In general, the key point when facing a ML problem, is to take advantage of all these techniques and not to just be focused on the first happy idea.
Said that, the goal of this project is related to analyze the data and its nature and design a stable NN model that allows the car to drive itself at least 1 lap successfully.
The generated data of the Simulator are mainly images from the 3 cameras placed in front of the car and some parameters related to the car driving. In this project, the model only knows about the steering angle and it doesn't care about the other variables. Once the model is trained and it properly predicts an output from a random input, that output is used to drive the car.
The throttle is always a constant in the driving simulation and the steering angle comes from the model.
To train the model it's necessary to use the images from the cameras as inputs, so basically our model makes predictions of angles based on images.
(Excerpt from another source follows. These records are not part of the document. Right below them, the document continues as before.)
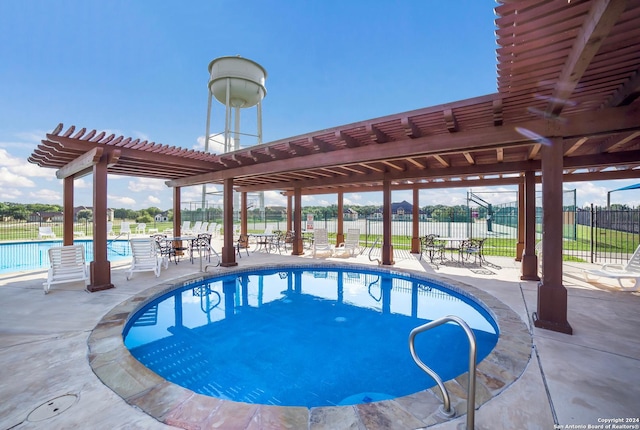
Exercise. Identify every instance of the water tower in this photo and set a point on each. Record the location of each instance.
(237, 83)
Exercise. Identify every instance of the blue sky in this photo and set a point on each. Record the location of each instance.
(139, 68)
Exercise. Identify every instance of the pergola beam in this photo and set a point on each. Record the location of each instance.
(82, 165)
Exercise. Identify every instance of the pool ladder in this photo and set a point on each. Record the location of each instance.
(447, 409)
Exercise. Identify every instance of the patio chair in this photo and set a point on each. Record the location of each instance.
(284, 240)
(201, 245)
(431, 247)
(46, 232)
(125, 228)
(242, 243)
(351, 243)
(144, 256)
(321, 242)
(195, 229)
(165, 249)
(67, 264)
(630, 271)
(472, 248)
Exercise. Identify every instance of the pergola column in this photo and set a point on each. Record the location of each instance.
(552, 295)
(415, 236)
(340, 232)
(177, 214)
(298, 248)
(387, 247)
(243, 213)
(228, 250)
(289, 213)
(100, 267)
(529, 264)
(67, 215)
(521, 218)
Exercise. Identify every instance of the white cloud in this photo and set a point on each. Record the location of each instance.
(9, 193)
(216, 144)
(82, 183)
(118, 201)
(146, 184)
(153, 200)
(274, 198)
(10, 179)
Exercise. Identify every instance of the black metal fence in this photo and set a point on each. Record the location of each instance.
(595, 234)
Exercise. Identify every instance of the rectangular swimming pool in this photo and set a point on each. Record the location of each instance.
(19, 256)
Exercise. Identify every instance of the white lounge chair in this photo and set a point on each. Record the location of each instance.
(144, 256)
(67, 264)
(630, 271)
(125, 228)
(321, 242)
(46, 232)
(351, 243)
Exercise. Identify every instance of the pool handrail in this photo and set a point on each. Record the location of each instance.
(371, 250)
(471, 386)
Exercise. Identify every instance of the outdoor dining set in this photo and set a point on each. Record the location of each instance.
(460, 250)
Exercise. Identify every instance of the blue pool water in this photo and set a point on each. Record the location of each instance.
(296, 337)
(18, 256)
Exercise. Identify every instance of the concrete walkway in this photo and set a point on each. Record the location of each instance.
(585, 379)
As it was mentioned before, it could be a good idea to not only use a ConvNet model to create a "driving agent". Furthermore, we can assure that is not even a good idea to just use resized images to create it.
Instead of that, it could be better to think of detecting the edges from the images and combine that with the learning from the real images.
The images have dimensions of 320x160 (in color). Getting some pieces of advice from the forum and following the instructions from the paper, there are some important concepts to take into account before starting the adventure.
- It's a good idea to resize the images to train our model faster.
- Our model is going to be overfitted in any cases (almost always). We should apply Dropout to make our model generalize better.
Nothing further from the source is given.